Bild: Geldautomat in Kiew. Werden Kreditkarten nicht mehr akzeptiert, bleiben n…
taz: Am 26. Februar kündigte Mykhailo Fedorov, Vize-Premier und Minister
für Digitale Transformation der Ukraine, auf Twitter an, dass die
ukrainische Regierung Spenden per Kryptowährung akzeptiert. Seit Montag
gibt es eine [1][offizielle Krypto-Spendenseite] der Regierung. Wie
beurteilen Sie diese Schritte?
Philipp Sandner: Wir sehen hier eine neue Art des Spendens, über die bisher
wenig bekannt ist. Das Geld ist sofort vor Ort, die Transaktionskosten
gering. Egal, wo die Leute sind – in Japan, Deutschland, Australien – sie
können alle an ein- und dieselbe digitale Geldbörse, das sogenannte Wallet,
spenden. Das schafft die klassische Spenden-Infrastruktur nicht. Wer hier
von Deutschland aus auf herkömmlichem Weg Geld für die Ukraine spendet,
weiß nicht, wann es vor Ort ankommt.
Doch es gibt auch Nachteile. Man muss sicherstellen, dass das Krypto-Wallet
wirklich der hilfsbedürftigen Person oder dem hilfsbedürftigen Staat
gehört. Wenn die Kryptowährung vor Ort den Zuständigen zur Verfügung steht,
muss sie umgetauscht werden können, damit die Menschen etwas davon haben.

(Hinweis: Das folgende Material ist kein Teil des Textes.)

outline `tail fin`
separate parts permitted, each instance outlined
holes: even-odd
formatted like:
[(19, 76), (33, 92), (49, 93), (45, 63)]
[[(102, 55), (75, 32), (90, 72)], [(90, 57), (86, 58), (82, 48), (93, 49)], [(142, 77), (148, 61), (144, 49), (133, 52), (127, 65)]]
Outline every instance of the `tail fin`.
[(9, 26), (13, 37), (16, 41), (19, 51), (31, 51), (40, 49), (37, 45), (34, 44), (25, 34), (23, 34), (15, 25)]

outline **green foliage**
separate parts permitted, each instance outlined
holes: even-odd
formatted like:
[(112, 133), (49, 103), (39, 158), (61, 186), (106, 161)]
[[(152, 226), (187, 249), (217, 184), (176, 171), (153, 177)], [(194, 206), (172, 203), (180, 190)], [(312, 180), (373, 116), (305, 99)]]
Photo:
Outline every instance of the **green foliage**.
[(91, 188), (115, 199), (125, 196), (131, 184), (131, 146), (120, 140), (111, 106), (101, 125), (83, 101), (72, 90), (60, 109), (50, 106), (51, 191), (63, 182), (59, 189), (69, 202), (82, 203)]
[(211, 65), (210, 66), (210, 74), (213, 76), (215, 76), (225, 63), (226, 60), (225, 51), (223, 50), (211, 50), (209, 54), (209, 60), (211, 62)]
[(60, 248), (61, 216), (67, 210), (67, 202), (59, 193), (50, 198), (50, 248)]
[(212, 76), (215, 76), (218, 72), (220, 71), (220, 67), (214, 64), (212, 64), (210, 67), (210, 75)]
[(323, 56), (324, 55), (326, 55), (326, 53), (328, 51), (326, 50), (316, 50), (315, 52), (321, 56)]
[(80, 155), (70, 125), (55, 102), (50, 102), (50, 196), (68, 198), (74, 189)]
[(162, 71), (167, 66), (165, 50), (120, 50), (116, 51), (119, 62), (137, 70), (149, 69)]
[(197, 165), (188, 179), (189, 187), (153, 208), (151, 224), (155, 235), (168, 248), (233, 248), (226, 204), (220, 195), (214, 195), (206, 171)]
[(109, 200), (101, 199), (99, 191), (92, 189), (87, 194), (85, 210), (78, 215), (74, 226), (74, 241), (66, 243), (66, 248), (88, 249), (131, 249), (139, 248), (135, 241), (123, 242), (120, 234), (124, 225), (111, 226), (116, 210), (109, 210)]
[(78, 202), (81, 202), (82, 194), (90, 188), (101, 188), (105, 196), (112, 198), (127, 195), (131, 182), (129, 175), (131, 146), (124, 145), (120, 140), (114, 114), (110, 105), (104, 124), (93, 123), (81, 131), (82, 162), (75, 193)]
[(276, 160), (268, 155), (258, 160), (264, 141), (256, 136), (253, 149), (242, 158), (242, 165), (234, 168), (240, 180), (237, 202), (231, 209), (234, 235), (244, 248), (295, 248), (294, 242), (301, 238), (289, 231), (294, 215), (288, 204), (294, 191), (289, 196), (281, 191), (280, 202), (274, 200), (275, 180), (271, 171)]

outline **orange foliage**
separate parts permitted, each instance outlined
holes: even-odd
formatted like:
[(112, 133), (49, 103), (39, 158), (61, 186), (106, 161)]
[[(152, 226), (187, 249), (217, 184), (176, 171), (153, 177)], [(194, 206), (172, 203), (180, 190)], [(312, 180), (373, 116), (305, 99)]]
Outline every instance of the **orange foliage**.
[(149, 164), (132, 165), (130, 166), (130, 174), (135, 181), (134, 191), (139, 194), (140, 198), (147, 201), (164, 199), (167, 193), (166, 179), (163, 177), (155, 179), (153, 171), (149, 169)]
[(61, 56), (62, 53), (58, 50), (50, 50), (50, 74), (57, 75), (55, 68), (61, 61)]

Die digitalen Geldbörsen sind für jeden online einsehbar. Man kann sehen,
wie viel von welcher Wallet-Adresse gespendet wurde und wie viel an andere
Konten transferiert wird. Sehen Sie darin eine Gefahr?
Zunächst erzeugt das mehr Transparenz. Weil alle – auch Journalisten –
nachverfolgen können, wo das Geld herkommt. Mit Programmen lässt sich
analysieren, was für eine Adresse das ist, ob sie einer Firma oder
Privatperson gehört, aus welcher Region der Welt die Kryptowährung
transferiert wird.
Wenn beispielsweise per normaler Banküberweisung 10 Millionen Euro auf das
Bankkonto eines Politikers eingehen, kann man das nicht in Echtzeit
einsehen. Sondern erst im Nachhinein, Monate oder Jahre später, wenn die
Zahlungen berichtet werden.
Welche Gefahren sehen Sie darin, dass für jeden sichtbar ist, wann, wie
viel und von wo gespendet wird?
Ist einmal bekannt, dass eine Wallet-Adresse einer bestimmten Person
gehört, dann können alle zukünftigen Transaktionen verfolgt und zugeordnet
werden. Die Privatsphäre würde sich aufgrund der Transparenz ins Gegenteil
wenden.
In der Welt der Kryptowährungen gibt es viele Betrüger, Scams,
Trittbrettfahrer. Könnten die Wallets der ukrainischen Regierung gehackt
werden?
Diese Möglichkeit besteht immer. Um solche Wallets adäquat zu sichern, ist
tiefes technisches Verständnis nötig. Von außen sieht man nicht, was für
eine Sicherheitsarchitektur dahintersteckt. Das kann ein Smartphone, eine
ganze Bank oder eine komplexe Hardware sein.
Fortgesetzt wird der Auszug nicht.